Sébastien Meuwissen: Since the autumn of 2020, eugenic abortions are illegal in Poland and constitute a crime under criminal law provisions. You work for an influential think-tank that actively and successfully advocated for changing the law and introducing a higher level of life protection in Poland. At that time, you were confronted with numerous attacks, insults, and threats. How does the situation look like 2.5 years later?

Katarzyna Gęsiak: Although the so-called Women’s Strike calmed down significantly, we are still observing new forms of activity in the pro-abortion community. We do not experience attacks against the Institute (as it was in 2020), but occasionally we can hear about new cases of women who were allegedly harmed by the ruling of the Constitutional Court. I mean the story of Ms. Izabela from Pszczyna, Ms. Agnieszka from Częstochowa, or the recently widely commented case of a raped 14-year-old girl who in fact turned out to be a 24-year-old woman. In each of these cases, society has heard a number of lies that the people mentioned are victims of the Constitutional Court’s ruling of 2020.

In fact – as I have already mentioned – if doctors abided by the law, they would save the lives of both Izabela and Agnieszka and all mothers who were endangered. And that they acted unlawfully is confirmed by the results of inspections by the National Health Fund, the Prosecutor’s Office, and the Ombudsman for Patients’ Rights, which indicate numerous and serious irregularities in the quality of services provided to the patient from Pszczyna. In the last high-profile case of rape, the victim’s age was probably deliberately falsified to create outrage.

Of course, it is also a terrible crime for an adult, but the question remains – what is the purpose of those who deliberately mislead the public? In my opinion, the pro-abortion circles that publicise such cases don’t actually care much about the well-being of the victims. I suspect that when their stories are no longer needed to push the goal of fully legalising abortion, their fate or the drama of their loved ones will absolutely not be taken care of. Unfortunately, such stories and their protagonists are instrumentally used to promote pro-abortion postulates and derive huge financial benefits from abortion. The testimony, for example, of Abby Johnson, former director of an abortion clinic belonging to the giant of the abortion industry – Planned Parenthood – confirms these claims.

Sébastien Meuwissen: A lot of fake news were spread around this case in the Polish and foreign press. Can you give some examples?

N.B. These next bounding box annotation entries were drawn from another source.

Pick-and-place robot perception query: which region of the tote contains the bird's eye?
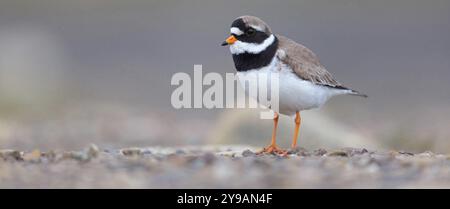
[245,28,255,36]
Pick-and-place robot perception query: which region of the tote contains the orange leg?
[257,113,287,155]
[291,112,302,149]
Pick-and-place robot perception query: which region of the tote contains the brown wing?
[277,35,347,89]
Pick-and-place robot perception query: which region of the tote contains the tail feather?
[349,89,368,98]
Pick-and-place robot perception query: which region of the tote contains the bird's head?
[222,16,275,54]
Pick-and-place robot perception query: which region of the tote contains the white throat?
[230,34,275,55]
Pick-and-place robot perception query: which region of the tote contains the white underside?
[237,56,350,115]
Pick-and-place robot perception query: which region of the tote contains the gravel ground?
[0,145,450,188]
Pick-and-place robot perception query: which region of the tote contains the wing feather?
[277,35,347,89]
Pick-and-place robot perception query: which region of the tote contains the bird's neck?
[233,37,278,72]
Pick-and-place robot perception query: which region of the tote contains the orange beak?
[222,35,237,46]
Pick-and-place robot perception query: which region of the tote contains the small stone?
[203,152,216,164]
[175,149,186,155]
[120,148,142,156]
[288,147,311,156]
[86,144,99,159]
[0,150,23,161]
[242,149,256,157]
[23,150,41,163]
[313,149,327,156]
[327,150,348,157]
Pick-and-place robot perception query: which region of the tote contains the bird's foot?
[256,144,288,157]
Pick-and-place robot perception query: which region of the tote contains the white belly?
[237,58,349,115]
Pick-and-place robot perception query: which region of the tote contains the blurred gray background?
[0,0,450,153]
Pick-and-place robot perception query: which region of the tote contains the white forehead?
[230,27,244,36]
[230,25,264,36]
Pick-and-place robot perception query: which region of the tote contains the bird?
[221,15,367,156]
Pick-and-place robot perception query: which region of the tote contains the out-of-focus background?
[0,0,450,153]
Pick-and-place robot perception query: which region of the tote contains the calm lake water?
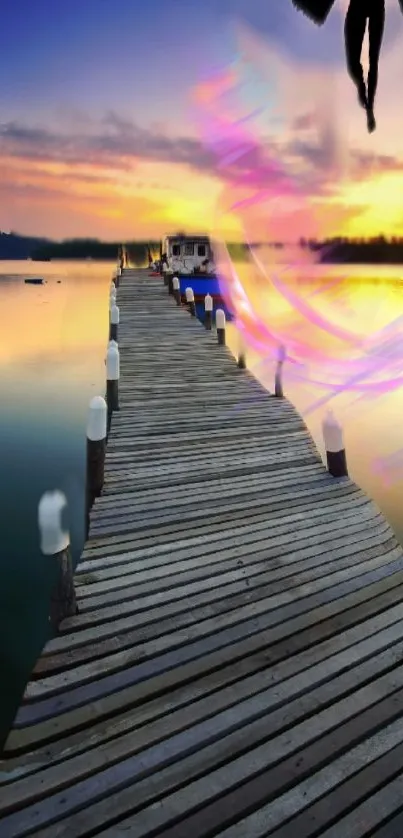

Katarzyna Gęsiak: As I have already mentioned, these are primarily the stories of Ms. Izabela from Pszczyna, Ms. Agnieszka from Częstochowa, and a 24-year-old rape victim. Of course, pro-abortion activists cite other cases of women who allegedly died or suffered in any other way as a result of the Constitutional Court’s ruling, but as I said – the law still allows the termination of a pregnancy due to a threat to the life or health of the mother and in the case of rape. The Court did not deal with such cases at all, it focused on not allowing abortion due to a suspected illness or disability of the child anymore. In addition, I’m convinced that situations such as those currently publicised by left-wing circles also took place before the ruling of 2020, but the need to spread them so loudly wasn’t yet so necessary.